Investing on the Front Lines of the AI Arms Race | Nathan Benaich

November 10, 2025

53 min episode · 2 min read

Nathan Benaich

Episode

53 min

Read time

2 min

Topics

Investing, Artificial Intelligence

AI-Generated Summary

Published Dec 22, 2025

Key Takeaways

✓Inference-Time Scaling: Models now spend more compute during the answer phase rather than training, using chain-of-thought reasoning to explore multiple solution paths before responding. This approach yields better performance on math, coding, and scientific tasks without requiring larger model sizes.
✓Prompt Engineering Impact: Users who provide detailed context, persona descriptions, and scaffolding get significantly better responses because they help navigate the model's high-dimensional answer space. Poor prompting accounts for much response variability, not just model limitations, giving informed users a measurable advantage.
✓Model Regression Trade-offs: ChatGPT-4o outperforms GPT-5 at writing tasks because foundation models involve hundreds of competing optimization signals across domains. Each update pulls the model in different directions, creating inevitable capability regressions in some areas while improving others, making consistent performance impossible.
✓DeepSeek Cost Narrative: The reported five million dollar training cost for DeepSeek R1 only covered the final qualifying run, excluding all research and development, data annotation, infrastructure, and prior experimental training runs. This mirrors reporting only a Formula One qualifying lap cost while ignoring the entire race weekend expenses.

What It Covers

Nathan Benaich, founder of Air Street Capital and creator of the annual State of AI Report, examines breakthrough developments in artificial intelligence, including DeepSeek's innovations, reasoning models, and the shift from pre-training to inference-time scaling.

Key Questions Answered

•Inference-Time Scaling: Models now spend more compute during the answer phase rather than training, using chain-of-thought reasoning to explore multiple solution paths before responding.
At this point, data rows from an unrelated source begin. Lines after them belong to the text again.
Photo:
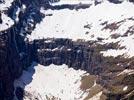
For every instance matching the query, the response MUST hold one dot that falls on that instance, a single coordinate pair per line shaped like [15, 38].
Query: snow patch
[6, 22]
[58, 81]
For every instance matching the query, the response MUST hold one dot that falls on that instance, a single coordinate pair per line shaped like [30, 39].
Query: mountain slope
[83, 50]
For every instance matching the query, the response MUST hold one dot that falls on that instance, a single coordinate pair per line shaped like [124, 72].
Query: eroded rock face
[10, 67]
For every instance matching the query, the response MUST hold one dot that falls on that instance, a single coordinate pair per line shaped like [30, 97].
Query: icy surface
[89, 24]
[6, 22]
[58, 81]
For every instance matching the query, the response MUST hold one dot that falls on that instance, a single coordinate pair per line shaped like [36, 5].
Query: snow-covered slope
[57, 82]
[7, 22]
[101, 21]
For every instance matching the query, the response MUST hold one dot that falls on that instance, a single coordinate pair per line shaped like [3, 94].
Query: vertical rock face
[10, 67]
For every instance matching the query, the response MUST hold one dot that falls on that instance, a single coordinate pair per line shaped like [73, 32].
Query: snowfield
[51, 81]
[90, 24]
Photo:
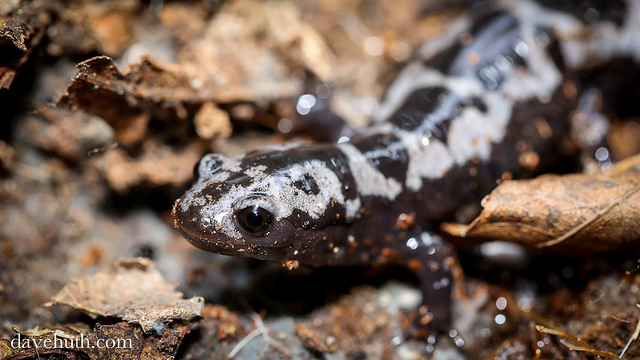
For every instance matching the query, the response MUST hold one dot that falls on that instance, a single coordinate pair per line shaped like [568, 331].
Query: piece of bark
[584, 213]
[135, 292]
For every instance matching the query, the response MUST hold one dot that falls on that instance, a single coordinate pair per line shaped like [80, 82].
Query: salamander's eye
[254, 219]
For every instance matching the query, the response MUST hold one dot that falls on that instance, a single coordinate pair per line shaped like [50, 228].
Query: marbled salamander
[492, 96]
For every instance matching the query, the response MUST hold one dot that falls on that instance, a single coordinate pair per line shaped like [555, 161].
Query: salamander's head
[265, 206]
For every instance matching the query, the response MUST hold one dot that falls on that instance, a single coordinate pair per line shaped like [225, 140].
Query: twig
[633, 338]
[260, 329]
[581, 345]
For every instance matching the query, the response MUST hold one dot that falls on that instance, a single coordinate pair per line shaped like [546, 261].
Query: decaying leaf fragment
[134, 291]
[19, 35]
[590, 213]
[81, 341]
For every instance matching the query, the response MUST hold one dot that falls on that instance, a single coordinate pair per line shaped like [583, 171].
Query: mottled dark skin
[384, 230]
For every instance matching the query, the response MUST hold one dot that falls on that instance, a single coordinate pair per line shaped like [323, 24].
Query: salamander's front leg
[431, 259]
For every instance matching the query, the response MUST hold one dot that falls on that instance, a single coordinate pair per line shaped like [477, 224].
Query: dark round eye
[254, 219]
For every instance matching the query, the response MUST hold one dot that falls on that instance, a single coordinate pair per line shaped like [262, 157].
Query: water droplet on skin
[412, 243]
[305, 103]
[521, 48]
[285, 125]
[602, 154]
[458, 341]
[395, 341]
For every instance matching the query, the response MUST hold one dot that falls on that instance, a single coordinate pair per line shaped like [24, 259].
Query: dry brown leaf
[211, 122]
[158, 164]
[579, 212]
[19, 36]
[133, 291]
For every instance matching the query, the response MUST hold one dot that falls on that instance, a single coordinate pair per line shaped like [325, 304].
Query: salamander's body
[491, 98]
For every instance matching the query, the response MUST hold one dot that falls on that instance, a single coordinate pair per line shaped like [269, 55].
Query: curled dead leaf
[588, 213]
[133, 291]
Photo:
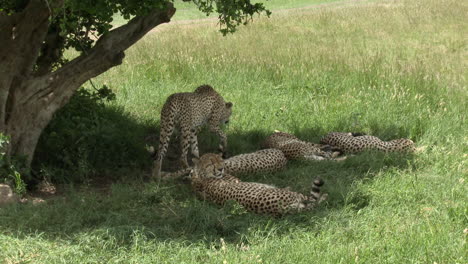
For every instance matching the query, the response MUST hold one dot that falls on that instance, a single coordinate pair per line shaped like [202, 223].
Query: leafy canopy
[81, 22]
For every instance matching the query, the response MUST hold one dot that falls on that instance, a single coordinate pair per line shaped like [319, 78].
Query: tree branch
[21, 36]
[51, 50]
[106, 53]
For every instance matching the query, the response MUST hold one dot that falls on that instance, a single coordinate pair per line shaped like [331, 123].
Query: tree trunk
[29, 98]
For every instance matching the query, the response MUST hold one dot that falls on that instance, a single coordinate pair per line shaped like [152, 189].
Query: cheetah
[265, 160]
[356, 142]
[261, 161]
[255, 197]
[294, 148]
[189, 112]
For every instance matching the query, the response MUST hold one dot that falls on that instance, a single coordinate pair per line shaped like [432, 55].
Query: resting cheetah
[255, 197]
[265, 160]
[354, 143]
[294, 148]
[189, 112]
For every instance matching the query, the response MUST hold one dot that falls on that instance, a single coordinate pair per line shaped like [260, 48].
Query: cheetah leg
[223, 140]
[184, 143]
[194, 143]
[167, 127]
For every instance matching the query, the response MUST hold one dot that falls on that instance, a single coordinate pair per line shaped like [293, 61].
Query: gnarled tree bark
[30, 96]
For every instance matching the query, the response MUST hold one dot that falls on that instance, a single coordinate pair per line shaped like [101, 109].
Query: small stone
[7, 196]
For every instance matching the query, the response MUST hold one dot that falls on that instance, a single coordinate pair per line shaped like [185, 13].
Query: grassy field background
[388, 68]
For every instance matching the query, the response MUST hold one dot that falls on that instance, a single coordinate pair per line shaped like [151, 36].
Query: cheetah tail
[315, 193]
This approach yields better performance on math, coding, and scientific tasks without requiring larger model sizes.
•Prompt Engineering Impact: Users who provide detailed context, persona descriptions, and scaffolding get significantly better responses because they help navigate the model's high-dimensional answer space. Poor prompting accounts for much response variability, not just model limitations, giving informed users a measurable advantage.
•Model Regression Trade-offs: ChatGPT-4o outperforms GPT-5 at writing tasks because foundation models involve hundreds of competing optimization signals across domains. Each update pulls the model in different directions, creating inevitable capability regressions in some areas while improving others, making consistent performance impossible.
•DeepSeek Cost Narrative: The reported five million dollar training cost for DeepSeek R1 only covered the final qualifying run, excluding all research and development, data annotation, infrastructure, and prior experimental training runs. This mirrors reporting only a Formula One qualifying lap cost while ignoring the entire race weekend expenses.

Notable Moment

Benaich reveals that telling ChatGPT to think step by step two years ago improved performance because it decomposed complex tasks into smaller hops, allowing the system to debug its reasoning. This observation directly led developers to train models with explicit reasoning traces from domain experts.

Know someone who'd find this useful?